The girl on the train cover art

The Girl on the Train

by Paula Hawkins

Genres Thriller, Mystery, Drama

6/10

Rachel is a struggling alcoholic. Ever since her husband left her she’s been stuck in a never ending cycle of taking the train to and from London pretending to go to a job she’s lost months ago to not worry her flatmate. Purposeless, depressed and alone, Rachel only finds a few moments of joy each ride when the train passes a local neighbourhood where she sees “Jess” and “Jason” living a loving life. This all ends abruptly when “Jess” (whose real name is Megan) disappears. Rachel throws herself into helping “Jason” (whose real name is Scott) with finding her as despite being an unknown alcoholic loose cannon, Rachel might have just seen enough from her seat in the train to solve Megan’s disappearance.

Highlights

  • It’s got an effective format and the reveal of the mystery is satisfying if a bit obvious
  • The cover art belies a fast paced story which this isn’t
  • Nobody’s particularly likeable
  • Everyone’s particularly depressing

The Girl on the Train is, just like The Housemaid was, in that I’ve known about it for a while but some suspicious reviews had me putting off reading it for a long time. My conclusions are also quite similar although opposite in that I found The Housemaid overly quirky in its ending whereas The Girl on the Train‘s ending is overly depressing.

We mostly follow Rachel, a recently divorced alcoholic whose husband cheated on her, had a child and left her because she became an alcoholic after discovering that she could not have children. It’s already a depressing set up, Tom, Rachel’s ex is clearly an ass who justifies his own cheating by blaming Rachel for her alcoholism when he has shown no evidence of ever supporting her through the trauma of being unable to have biological children. He pretends that having a child wasn’t that important to him but he also never offered adoption as an alternative to Rachel. And therein lies the first problem of this book: everyone is an ass trying to justify their own shitty behaviour (and sometimes they’re just asses).

Tom’s new wife, Anna, is a hypocritical, superficial, cheating enthusiast who flirts with the idea of murder being the right outcome if it gets her her happy ending with Tom. She eventually comes around but then immediately still assists with another murder and completely gets away with it, in particular because “Riley”, a police woman has decided that she liked Anna and hated everyone else beyond reason and professionalism. Riley isn’t a given a justification for her behaviour, she’s just an unprofessional, creepily incompetent cop who would rather make fun of Rachel than take her story of assault seriously. Megan who’s meant to be the victim here is also a cheating enthusiast which she justifies unbearably by a “I can’t help who I am” and her husband Scott, who’s mostly decent ends up also being a violent husband who happily beats women up.

This leaves us with Rachel whose genuine pathos makes her at least sympathetic as her alcoholism is more than understandable. It becomes more frustrating when she supposedly tries to quit for the sake of helping Megan but then proceeds to lie and justify her way around to still drink despite countless offers for help.
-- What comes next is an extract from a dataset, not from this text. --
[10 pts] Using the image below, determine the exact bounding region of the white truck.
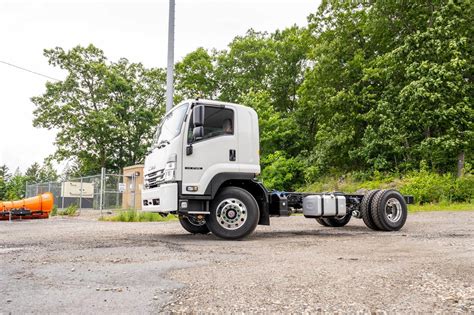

Jumping to the end, no character has grown. Some have died which means they’re not being obnoxiously despicable and pathetic anymore, but that doesn’t count as growth. Rachel is still an alcoholic with even more trauma, Anna is still a superficial hypocrite, Scott is still a violent man, and Riley is still inexplicably a bitchy cop. In a lot of ways it reminded me of The Guest List which was also profoundly depressing with a miserable ending…and also British? It certainly refers to Sainsbury’s a lot and I find the overlap of The Guest List’s depressing writing with The Thursday’s Murder Club‘s repeated references to Sainsbury’s a surprising pattern to notice. Is modern British literature defined by Sainsbury’s and depression?

This depressing tone also affects the writing style which feels decisively slow, especially when compared to the cover art with its blurred speed lines from the train. Train that actually has very little to do with the actual mystery and drama. The only two events of relevance on said train are the event Rachel saw from the train (which turns out to be a false lead) and a red-haired man…red-haired…red-herred…red-herring… (This would be funny if it wasn’t literally the only attempt at witty humour of the book, this isn’t 22 Jump Street). It makes up for it by using a fairly interesting chapter structure alternating between the point of views of Rachel, Megan and Anna and splits the chapters up by date and time which gives it a very back to back to back chapter progression but it’s a faked pace, the actual plot progresses at a leisurely pace and not much actually happens in it either until the end reveal.

I’d argue The Girl on the Train was every so slightly better written than The Housemaid, but it’s a stretch, I think the dark, depressing tone happens to fake a more mature writing style than the author is really capable of (at least when compared to their characters mostly being one dimensional pricks). I didn’t hate my time with it but it definitely just wasn’t much fun, the resolution of the big mystery is fairly obvious from around 60% of the book and then that just left me hanging around until Rachel’s boozed out neurons put two and two together.